Abstract
AM J RESPIR CRIT CARE MED 1999;160:S29−S32.Macrophages are the predominant defense cell in the normal lung and during conditions associated with chronic inflammation such as COPD. However, the role of the macrophage in the development of COPD has been controversial. Scientific evidence from a variety of sources is emerging that supports a primary role for the macrophage in regulating the inflammatory response and tissue destruction associated with COPD. The role of macrophage proteinases in the development of emphysema, a major component of COPD, will be discussed. Shapiro SD. The macrophage in chronic obstructive pulmonary disease.
Pulmonary emphysema is a major component of the morbidity and mortality of chronic obstructive pulmonary disease (COPD), a condition that afflicts more than 14 million persons in the United States and has become the fourth leading cause of death. Furthermore, COPD accounts for 13% of hospital admissions in our country and evidence suggests that its incidence is rising, particularly in women. Given the large increase in smoking in many foreign countries, COPD will become a larger worldwide problem in the ensuing years (1).
Emphysema is defined as enlargement of peripheral airspaces of the lung, including respiratory bronchioles, alveolar ducts, and alveoli, accompanied by destruction of the walls of these structures. Inherited deficiency of α1-antitrypsin (α1-AT), the primary inhibitor of neutrophil elastase, predisposes individuals to early onset emphysema, and intrapulmonary instillation of elastolytic enzymes in experimental animals causes emphysema. Together, these findings led to the elastase:antielastase hypothesis of the pathogenesis of emphysema, which was proposed more than 30 years ago and remains the prevailing concept today (2).
The pathogenesis of garden-variety emphysema associated with cigarette smoking can be dissected into three interrelated events: chronic exposure to cigarette smoke may lead to (1) inflammatory cell recruitment within the terminal airspaces of the lung; (2) these inflammatory cells release elastolytic proteinases, which damage the extracellular matrix of the lung; and (3) ineffective repair of elastic fibers and perhaps other extracellular matrix components.
In healthy nonsmokers, macrophages comprise the major host defense cell in the lower airspace. Cigarette smoking is associated with a more than fivefold increase in total cells recovered by bronchoalveolar lavage (BAL), with macrophages comprising 95–98%. Moreover, macrophages are prominent in the respiratory bronchioles of cigarette smokers, where emphysematous changes are first manifest. Other immune and inflammatory cells including neutrophils, T lymphocytes, eosinophils, and mast cells are likely also to contribute to proteolytic injury. Resident cells within the lung such as fibroblasts and alveolar type II cells may be induced by cigarette smoke to synthesize chemokines attracting and potentially activating inflammatory cells. Resident cells may also produce proteolytic enzymes in response to cigarette smoking. Most likely, complex interaction between resident and immune/inflammatory cells results in release of proteolytic enzymes capable of destroying lung tissue and leading to emphysema.

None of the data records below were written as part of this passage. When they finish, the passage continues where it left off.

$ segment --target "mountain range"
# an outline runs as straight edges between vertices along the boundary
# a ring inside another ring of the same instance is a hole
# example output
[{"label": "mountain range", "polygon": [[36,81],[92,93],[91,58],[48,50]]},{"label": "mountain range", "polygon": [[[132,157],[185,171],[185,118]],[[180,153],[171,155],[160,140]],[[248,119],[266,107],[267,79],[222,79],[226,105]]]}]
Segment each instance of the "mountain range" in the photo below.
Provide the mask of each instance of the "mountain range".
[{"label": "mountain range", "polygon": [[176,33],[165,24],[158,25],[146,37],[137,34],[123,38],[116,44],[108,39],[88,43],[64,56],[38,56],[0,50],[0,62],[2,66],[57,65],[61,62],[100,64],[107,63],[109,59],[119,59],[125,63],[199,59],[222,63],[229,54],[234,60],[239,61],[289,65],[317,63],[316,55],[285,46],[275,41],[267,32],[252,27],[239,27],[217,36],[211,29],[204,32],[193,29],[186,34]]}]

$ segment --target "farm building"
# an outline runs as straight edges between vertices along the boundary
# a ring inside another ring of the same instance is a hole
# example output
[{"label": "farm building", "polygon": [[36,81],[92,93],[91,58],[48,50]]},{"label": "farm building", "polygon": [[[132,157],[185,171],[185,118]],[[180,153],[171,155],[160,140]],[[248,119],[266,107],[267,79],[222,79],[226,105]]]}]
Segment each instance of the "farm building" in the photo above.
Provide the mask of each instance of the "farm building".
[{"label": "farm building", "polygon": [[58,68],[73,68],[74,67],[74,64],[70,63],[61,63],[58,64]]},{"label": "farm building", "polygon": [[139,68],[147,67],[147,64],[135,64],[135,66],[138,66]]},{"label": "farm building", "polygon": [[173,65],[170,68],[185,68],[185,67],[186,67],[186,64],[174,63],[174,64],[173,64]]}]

Defining the cells and proteinases responsible for destruction of lung extracellular matrix associated with cigarette smoking will be required for development of appropriate proteinase inhibitors for application in COPD. Different cell types generate different classes of proteinases with differing modes of gene regulation. For example, neutrophils are short-lived and package active serine proteinases in azurophil (primary) granules and matrix metalloproteinases (MMP-8, MMP-9) in specific (secondary/tertiary) granules. Specific granule components are readily released in response to a variety of stimuli, and Liou and Campbell have shown that neutrophil migration in culture is associated with quantum release of primary granules (3). In mice, to date, deletion of individual MMPs and serine proteinases has not led to altered neutrophil mobilization, tissue invasion, or migration ([4]; and T. J. Ley and R. M. Senior, unpublished observations]. Use of neutrophil elastase (NE)-deficient mice (4) has demonstrated that NE plays a role in intracellular killing of gram-negative, but not gram-positive, bacteria. It is tempting to postulate that NE is meant to function within the cell, or perhaps on the cell surface, and release of NE into the extracellular space is pathologic. This could occur during inefficient apoptosis or inability of macrophages to clear dead neutrophils from the lung. Thus, another key interaction preventing lung destruction would be macrophage- mediated neutrophil apoptosis in the lungs of cigarette smokers.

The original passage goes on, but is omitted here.